Первое время Марии очень не хватало девчонок, особенно Шуры и Фиры. Собралась в другом детском доме предложить свои услуги. Их в городе еще оставалось много. Да подумала: «С новыми девчонками начинать? Те уже были, как родные. И то даже попрощаться не забежали. А к этим привыкай с самого начала. Да и платят копейки. Нет, не пойду».
Мария Федоровна встрепенулась, посмотрела на висящие в простенке старые ходики. Было уже очень поздно, третий час ночи.
— Совсем вас заговорила, — сказала она, вставая и подходя к окну. — Это ж надо, как разболталась. Спасибо, что выслушали старуху, не перебивали. — Голос у нее сейчас был странно глухой, полный скрытого волнения, чувствовалось, что исповедь растревожила ее. — Говорила вам, ничего интересного. — Она испытующе посмотрела на меня.
— А как вы потом жили?
— А никак. — Мария Федоровна усмехнулась. — Как раньше жила, так и потом. Вернулись старые заказчицы. Мережка, пико из моды вышли, так я шить стала, красить научилась. На хлеб и сахар зарабатывала, а больше, что старухе надо?
— На работу не устраивались?
— Чего уж на старости лет менять свои привычки.
— Аркашкиной матери так и не рассказали про встречу с сыном?

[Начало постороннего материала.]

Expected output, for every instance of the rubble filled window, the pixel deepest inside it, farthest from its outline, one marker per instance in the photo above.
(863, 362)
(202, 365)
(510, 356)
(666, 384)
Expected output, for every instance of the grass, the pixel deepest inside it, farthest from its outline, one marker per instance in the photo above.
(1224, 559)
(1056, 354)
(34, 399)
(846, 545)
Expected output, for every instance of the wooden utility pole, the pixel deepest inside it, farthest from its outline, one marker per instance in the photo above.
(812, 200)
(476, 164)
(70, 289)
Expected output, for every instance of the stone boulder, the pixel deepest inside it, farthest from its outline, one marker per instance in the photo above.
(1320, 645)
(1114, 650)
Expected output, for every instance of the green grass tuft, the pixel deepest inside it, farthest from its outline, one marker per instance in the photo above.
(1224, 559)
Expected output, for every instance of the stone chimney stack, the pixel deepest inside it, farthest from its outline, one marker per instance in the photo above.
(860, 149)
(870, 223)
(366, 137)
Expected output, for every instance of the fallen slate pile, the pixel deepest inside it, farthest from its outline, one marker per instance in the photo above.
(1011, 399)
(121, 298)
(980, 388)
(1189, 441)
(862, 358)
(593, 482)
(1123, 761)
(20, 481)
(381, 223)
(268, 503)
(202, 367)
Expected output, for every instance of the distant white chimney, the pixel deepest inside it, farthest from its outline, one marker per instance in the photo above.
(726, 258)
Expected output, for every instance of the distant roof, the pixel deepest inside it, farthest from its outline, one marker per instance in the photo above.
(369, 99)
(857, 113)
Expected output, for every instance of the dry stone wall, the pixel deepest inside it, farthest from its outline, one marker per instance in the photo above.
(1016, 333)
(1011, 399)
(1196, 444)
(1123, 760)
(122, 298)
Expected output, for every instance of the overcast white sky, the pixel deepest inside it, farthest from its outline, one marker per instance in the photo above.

— Рассказала, — вздохнула Мария Федоровна. — Года через два. Она ведь в сорок пятом похоронку получила, что сын в партизанах погиб. Не хотела я раньше раны бередить. А потом не удержалась, зашла. Знала бы, лучше б не заходила.
— Почему?
— Не поверила. Сказала: «Врете вы все. Сами тут при немцах неизвестно чем занимались, а сейчас хотите благородной выглядеть. Если б так было — почему до сих пор молчали?» Я ей не ответила ничего. Только заплакала и ушла. А через полтора года она преставилась.
— А пенсию вы получаете? — спросил я.
— Какая пенсия? Не положено мне, — сказала Мария Федоровна. — Я ведь всю жизнь частницей была. — Она отворила скрипучую дверцу шкафа, порылась в нем, достала длинную ржавую проволоку, всю унизанную пожелтевшими от времени квитанциями. — Вот смотрите, сколько лет налоги исправно платила. С самого двадцать второго года.
— А зачем храните?
— По привычке. Раньше фининспектора требовали. А когда пенсионного возраста достигла, сказали — можешь больше не платить.
— И совсем ничего не получаете? — допытывался я.
— Получаю, чтоб с голоду не сдохнуть. Пособие дают, как одинокой, пятнадцать рублей в месяц.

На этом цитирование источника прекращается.